50% of the ranking is given to Visibility, so you'd want to concentrate on getting people to link in to your content from other sites. This is not only good for Webometrics, but reputedly also for your "Google Juice" (ie how high your content appears in Google results lists). I've yet to investigate whether we can find any stats out for ourselves from Yahoo Search or Exalead. However, sending this message out to your authors that they should link in to your content and encourage others to do so could cloud the main issue, which is about getting them to send us content in the first place. I think that this kind of a message is one for a mature repository to focus on, where there is already a culture of high deposits. Because the main priority for a repository is surely to make lots of content available on OA, not to score well in a repository ranking!
20% is dependent upon size. So getting lots of content and focussing on this message with your authors is important too. It is my highest priority in any case...
15% is dedicated to "Rich files" which seems to be if there are pdf files... this isn't necessarily the best thing for a repository from a preservation angle, nor if you would like to allow data-mining on your content. It might not even be the best display format for all types of content. So it would seem to me to be the least important metric to focus on, if I understand it correctly.

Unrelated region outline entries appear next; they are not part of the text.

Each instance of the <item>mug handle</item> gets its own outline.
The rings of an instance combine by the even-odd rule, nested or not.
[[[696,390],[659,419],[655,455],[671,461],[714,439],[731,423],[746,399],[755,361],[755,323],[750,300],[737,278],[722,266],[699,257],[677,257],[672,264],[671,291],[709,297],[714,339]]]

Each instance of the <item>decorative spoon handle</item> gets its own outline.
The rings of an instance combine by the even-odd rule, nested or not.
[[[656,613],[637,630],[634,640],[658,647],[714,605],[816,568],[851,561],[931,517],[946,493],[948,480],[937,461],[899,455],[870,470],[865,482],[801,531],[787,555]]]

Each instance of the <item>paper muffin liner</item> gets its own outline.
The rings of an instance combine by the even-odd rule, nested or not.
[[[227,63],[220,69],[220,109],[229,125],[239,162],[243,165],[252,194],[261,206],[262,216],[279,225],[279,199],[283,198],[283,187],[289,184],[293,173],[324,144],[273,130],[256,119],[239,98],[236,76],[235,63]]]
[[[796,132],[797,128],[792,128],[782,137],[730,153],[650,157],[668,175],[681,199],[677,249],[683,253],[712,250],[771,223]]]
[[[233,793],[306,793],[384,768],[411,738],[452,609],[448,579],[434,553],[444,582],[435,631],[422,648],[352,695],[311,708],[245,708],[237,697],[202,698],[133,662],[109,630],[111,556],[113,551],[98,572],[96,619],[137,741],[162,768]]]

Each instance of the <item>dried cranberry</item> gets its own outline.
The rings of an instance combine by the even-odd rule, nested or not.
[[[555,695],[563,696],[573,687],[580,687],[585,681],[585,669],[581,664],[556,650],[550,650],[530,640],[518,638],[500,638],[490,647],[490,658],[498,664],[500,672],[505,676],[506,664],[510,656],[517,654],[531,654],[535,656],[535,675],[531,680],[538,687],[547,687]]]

The final 15% is dependent on Google Scholar... Google Scholar does not currently index all of WRAP's content. I have written to them about this, and I know that other repositories have the same issue but I still haven't go to the bottom of it. My theory is that, if you read their "about" pages, they are indexing our content but not presenting it in their results sets because they de-duplicate articles in favour of final published versions: they present these rather than repository results, so if I look for all content on the wrap domain through GScholar I won't get as many results as I have articles in the repository. If my theory is right then it could be significant to learn whether Webometrics is using their raw data before any such de-duplication. I might be wrong, though!
Also note the dates of publication that are relevant to the GScholar data. We have said to authors that as far back in time as they feel is important/significant is fine with us (helps to win them over, useful for REF data and web-pages driven by RSS feeds from WRAP). But if you wanted to be more strategic in raising your ranking on Webometrics then you'd need to change the policy to focus on content published in the last 10 years...
I don't think we shall be playing any such games! But it is interesting to see what ranking providers consider to be important...